Indian Stuffed Eggplant
Indian Stuffed Eggplant is bursting with flavor from herbs and spices! This healthy recipe takes eggplant and transforms it into a delicious side dish.
- for the stuffing:
- 2 cloves garlic (minced)
- 1 tablespoon minced ginger
- ¼ teaspoon crushed red pepper flakes
- ½ teaspoon salt
- ½ teaspoon Mustard seeds
- ½ teaspoon ground coriander
- ½ teaspoon ground cumin
- 1 teaspoon curry powder
- ¼ teaspoon cardamom
- ¼ teaspoon dried currants
- ½ cup dry roasted peanuts (chopped fine)
- 1 tablespoon rapeseed oil ((or avocado, extra virgin olive oil, etc.))
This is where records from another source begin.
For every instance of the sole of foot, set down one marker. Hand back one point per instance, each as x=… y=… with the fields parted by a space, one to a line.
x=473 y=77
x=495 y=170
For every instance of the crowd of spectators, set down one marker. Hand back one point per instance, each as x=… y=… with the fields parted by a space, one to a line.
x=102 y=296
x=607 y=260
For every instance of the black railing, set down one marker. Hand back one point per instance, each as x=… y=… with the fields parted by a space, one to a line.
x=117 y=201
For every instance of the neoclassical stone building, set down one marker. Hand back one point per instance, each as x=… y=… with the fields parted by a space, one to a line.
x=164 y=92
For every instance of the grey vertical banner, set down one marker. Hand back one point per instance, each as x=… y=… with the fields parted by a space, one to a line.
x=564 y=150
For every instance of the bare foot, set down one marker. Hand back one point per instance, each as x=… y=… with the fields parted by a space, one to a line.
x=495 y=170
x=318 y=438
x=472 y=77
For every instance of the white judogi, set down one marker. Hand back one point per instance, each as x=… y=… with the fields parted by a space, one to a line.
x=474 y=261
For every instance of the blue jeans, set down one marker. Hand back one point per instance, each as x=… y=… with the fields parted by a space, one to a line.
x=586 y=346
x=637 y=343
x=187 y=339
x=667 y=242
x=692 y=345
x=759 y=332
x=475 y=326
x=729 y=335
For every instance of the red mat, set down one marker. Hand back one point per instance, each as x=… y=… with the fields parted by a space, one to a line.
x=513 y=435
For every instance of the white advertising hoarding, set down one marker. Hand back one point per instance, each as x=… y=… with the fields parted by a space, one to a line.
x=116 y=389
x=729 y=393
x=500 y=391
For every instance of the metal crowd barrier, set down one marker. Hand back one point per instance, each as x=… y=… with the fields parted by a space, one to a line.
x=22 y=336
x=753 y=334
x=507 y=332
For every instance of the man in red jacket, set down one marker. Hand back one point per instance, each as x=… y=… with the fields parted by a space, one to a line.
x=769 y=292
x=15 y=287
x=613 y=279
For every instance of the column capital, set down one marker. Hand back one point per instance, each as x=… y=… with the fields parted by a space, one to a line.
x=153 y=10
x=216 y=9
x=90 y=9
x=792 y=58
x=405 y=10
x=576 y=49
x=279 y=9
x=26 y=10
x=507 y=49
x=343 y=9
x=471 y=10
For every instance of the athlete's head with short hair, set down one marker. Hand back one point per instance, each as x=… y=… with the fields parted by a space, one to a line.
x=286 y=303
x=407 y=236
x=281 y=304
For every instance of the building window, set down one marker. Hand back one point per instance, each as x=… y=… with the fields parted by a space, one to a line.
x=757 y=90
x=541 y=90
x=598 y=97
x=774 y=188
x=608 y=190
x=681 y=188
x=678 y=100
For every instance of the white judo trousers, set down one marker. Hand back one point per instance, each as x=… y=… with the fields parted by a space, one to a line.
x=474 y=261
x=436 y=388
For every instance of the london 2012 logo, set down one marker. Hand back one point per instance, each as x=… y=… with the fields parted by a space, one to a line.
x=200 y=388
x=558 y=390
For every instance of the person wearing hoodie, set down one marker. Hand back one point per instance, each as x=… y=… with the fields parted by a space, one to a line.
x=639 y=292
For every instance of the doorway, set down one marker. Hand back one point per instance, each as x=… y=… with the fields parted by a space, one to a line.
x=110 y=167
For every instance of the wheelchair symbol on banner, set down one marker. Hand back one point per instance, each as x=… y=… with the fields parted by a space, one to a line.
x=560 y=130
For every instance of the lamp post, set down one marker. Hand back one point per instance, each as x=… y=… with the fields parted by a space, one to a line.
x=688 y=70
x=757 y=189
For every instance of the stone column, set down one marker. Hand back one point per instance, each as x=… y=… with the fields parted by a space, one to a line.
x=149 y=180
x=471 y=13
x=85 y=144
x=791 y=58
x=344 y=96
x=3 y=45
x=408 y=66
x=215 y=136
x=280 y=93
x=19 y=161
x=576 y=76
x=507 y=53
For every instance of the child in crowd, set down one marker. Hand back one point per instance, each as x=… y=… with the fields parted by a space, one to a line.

- 1 teaspoon apple cider vinegar
- for Assembly:
- 4 baby Chinese eggplants
- 1 tablespoon rapeseed oil
- In a small bowl combine all of the stuffing ingredients. Mix and set aside.
- Cut a slit in each eggplant lengthwise. Make each slit deep in order to fill with stuffing, but take care not to pierce the back of the eggplant. Fill each eggplant with 1/4 of the stuffing mixture.
- In a large nonstick skillet heat the oil over medium heat. Once the pan has preheated, add in the eggplant. Cook for ten minutes and then flip the eggplants one quarter turn. Repeat, cooking each of the four sides for 10 minutes. Serve immediately.